Another approach is to use embryonic stem cells. Embryonic stem cells are different from adult stem cells, which are derived from adult organs or cells. An embryo is a clump of cells before it forms organs, and four to six days after fertilization, it reaches the blastocyst stage. At this point, the clump of cells inside the embryo is isolated and cultured into embryonic stem cells. Embryonic stem cells can multiply indefinitely and have the ability to differentiate into any cell (pluripotency). This property allows them to serve as a source of cells to address the shortage of beta cells.
Since the pancreas arises from a full endoderm, promoting full endoderm differentiation during early development makes differentiation into pancreatic cells efficient. This is accomplished through transcriptional regulators. In fact, there was a study that used mouse embryonic stem cells to differentiate into beta cells by introducing a gene whose expression of β-geo is regulated by the insulin II promoter, and the differentiated cells expressed markers of pancreatic cells such as glucagon, somatostatin, pancreatic polypeptide, p48, amylase, and carboxypeptidase A, which proved that the differentiation was successful.
While these two methods have proven effective from a technical standpoint, there are still issues that need to be addressed before stem cell therapies can be implemented in the clinic. First, the optimal protocol for inducing differentiation has not been established, making it difficult to utilize cell therapy in the clinic. A deeper understanding of the properties of embryonic stem cells and the factors and specific differentiation mechanisms required for their differentiation into pancreatic cells is needed. We also need to address the issue of teratomas (tumors), which can arise due to the infinitely proliferative nature of stem cells themselves, and the potential for them to grow into teratomas.
One of the biggest societal issues with stem cell technology is ethical.

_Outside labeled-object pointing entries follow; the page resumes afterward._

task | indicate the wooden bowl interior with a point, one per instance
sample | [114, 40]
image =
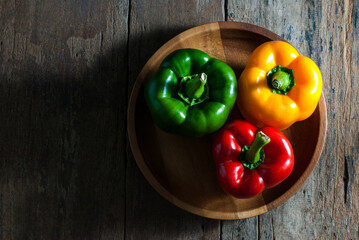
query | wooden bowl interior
[182, 170]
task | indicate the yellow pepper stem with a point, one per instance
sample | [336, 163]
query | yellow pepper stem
[195, 86]
[253, 153]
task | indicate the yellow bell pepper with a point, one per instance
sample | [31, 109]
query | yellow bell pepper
[278, 86]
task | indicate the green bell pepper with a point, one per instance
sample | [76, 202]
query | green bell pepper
[191, 94]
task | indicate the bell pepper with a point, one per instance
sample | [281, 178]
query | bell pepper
[250, 160]
[278, 86]
[191, 94]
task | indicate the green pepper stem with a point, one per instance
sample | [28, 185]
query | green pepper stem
[253, 153]
[195, 86]
[280, 80]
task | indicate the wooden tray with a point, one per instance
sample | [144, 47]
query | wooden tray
[182, 170]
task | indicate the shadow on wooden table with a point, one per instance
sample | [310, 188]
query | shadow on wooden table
[64, 150]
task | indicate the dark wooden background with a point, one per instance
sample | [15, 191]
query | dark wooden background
[66, 72]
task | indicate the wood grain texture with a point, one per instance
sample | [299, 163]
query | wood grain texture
[326, 31]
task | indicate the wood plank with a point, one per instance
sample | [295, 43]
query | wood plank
[152, 23]
[327, 32]
[63, 97]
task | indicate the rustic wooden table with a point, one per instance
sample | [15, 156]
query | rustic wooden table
[66, 71]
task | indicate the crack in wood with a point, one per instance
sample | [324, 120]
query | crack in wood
[346, 178]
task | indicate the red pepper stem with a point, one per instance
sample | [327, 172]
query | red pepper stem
[253, 153]
[195, 86]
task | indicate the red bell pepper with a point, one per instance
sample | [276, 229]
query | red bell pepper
[250, 160]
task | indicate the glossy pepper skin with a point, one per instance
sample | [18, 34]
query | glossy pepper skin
[233, 175]
[166, 94]
[259, 105]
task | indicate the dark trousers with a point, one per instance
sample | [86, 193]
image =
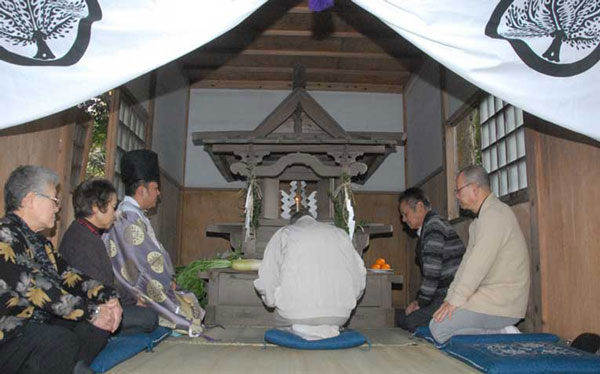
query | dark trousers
[51, 348]
[420, 317]
[138, 319]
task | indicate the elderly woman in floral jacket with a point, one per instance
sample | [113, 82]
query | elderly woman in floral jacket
[53, 319]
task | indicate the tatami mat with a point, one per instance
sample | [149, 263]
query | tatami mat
[241, 350]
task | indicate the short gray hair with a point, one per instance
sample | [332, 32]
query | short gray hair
[26, 179]
[476, 174]
[297, 215]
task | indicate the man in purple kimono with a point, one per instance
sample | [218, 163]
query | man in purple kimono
[140, 263]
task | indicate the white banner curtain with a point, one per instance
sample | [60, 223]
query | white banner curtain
[539, 55]
[57, 54]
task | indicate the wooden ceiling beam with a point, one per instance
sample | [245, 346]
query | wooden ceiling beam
[312, 75]
[238, 42]
[309, 33]
[338, 54]
[215, 60]
[310, 86]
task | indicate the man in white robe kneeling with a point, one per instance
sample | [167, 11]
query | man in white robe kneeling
[312, 275]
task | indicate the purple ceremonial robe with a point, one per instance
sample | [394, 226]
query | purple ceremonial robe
[144, 268]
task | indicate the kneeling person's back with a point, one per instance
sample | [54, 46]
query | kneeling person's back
[311, 274]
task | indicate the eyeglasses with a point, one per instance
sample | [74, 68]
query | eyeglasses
[457, 190]
[54, 199]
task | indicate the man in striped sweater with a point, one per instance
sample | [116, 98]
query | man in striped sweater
[439, 252]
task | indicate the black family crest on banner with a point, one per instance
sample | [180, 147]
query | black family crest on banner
[44, 32]
[559, 38]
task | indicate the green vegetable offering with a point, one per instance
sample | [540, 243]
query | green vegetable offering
[186, 277]
[245, 265]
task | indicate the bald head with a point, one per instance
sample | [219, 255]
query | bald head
[477, 175]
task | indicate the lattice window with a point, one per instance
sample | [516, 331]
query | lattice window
[132, 130]
[81, 145]
[503, 145]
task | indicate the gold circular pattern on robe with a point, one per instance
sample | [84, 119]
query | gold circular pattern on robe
[156, 262]
[162, 321]
[125, 274]
[133, 235]
[112, 248]
[154, 289]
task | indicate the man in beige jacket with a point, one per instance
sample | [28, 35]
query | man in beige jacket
[491, 287]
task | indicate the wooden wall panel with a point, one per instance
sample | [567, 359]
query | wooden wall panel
[381, 207]
[200, 208]
[565, 221]
[164, 221]
[46, 142]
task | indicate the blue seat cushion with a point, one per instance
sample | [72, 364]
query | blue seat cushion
[516, 353]
[346, 339]
[521, 354]
[120, 348]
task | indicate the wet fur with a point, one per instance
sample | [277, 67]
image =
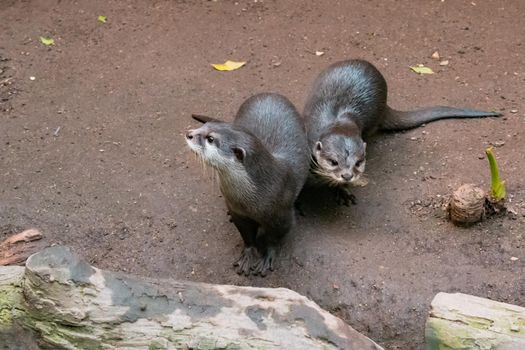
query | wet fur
[348, 102]
[260, 190]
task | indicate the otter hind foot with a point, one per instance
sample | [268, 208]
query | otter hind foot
[265, 263]
[343, 196]
[245, 262]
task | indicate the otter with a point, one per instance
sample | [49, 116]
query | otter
[348, 103]
[262, 162]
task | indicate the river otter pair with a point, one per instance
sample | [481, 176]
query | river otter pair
[263, 157]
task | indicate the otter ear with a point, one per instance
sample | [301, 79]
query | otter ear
[240, 153]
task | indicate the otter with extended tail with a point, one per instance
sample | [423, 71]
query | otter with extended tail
[348, 101]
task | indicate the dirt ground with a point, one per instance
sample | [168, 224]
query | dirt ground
[92, 150]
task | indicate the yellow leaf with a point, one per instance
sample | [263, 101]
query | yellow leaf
[422, 70]
[228, 65]
[47, 41]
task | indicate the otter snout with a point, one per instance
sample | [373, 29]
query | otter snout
[194, 136]
[347, 176]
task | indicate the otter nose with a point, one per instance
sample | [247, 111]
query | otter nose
[347, 176]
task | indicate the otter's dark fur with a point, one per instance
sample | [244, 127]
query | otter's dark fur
[262, 160]
[348, 101]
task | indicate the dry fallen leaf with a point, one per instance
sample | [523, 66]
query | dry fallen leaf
[47, 41]
[420, 69]
[228, 65]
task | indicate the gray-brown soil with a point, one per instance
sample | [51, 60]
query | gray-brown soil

When an unfertilized egg is cultured with your own somatic cells, it reaches blastocyst stage and becomes an embryonic stem cell. The use of one’s own cells can be considered a form of cloning, raising the ethical controversy and dignity issues of human cloning.
There are still many challenges to overcome, but if these can be overcome, stem cell technology could offer great hope to the millions of pediatric diabetics who rely on daily insulin injections.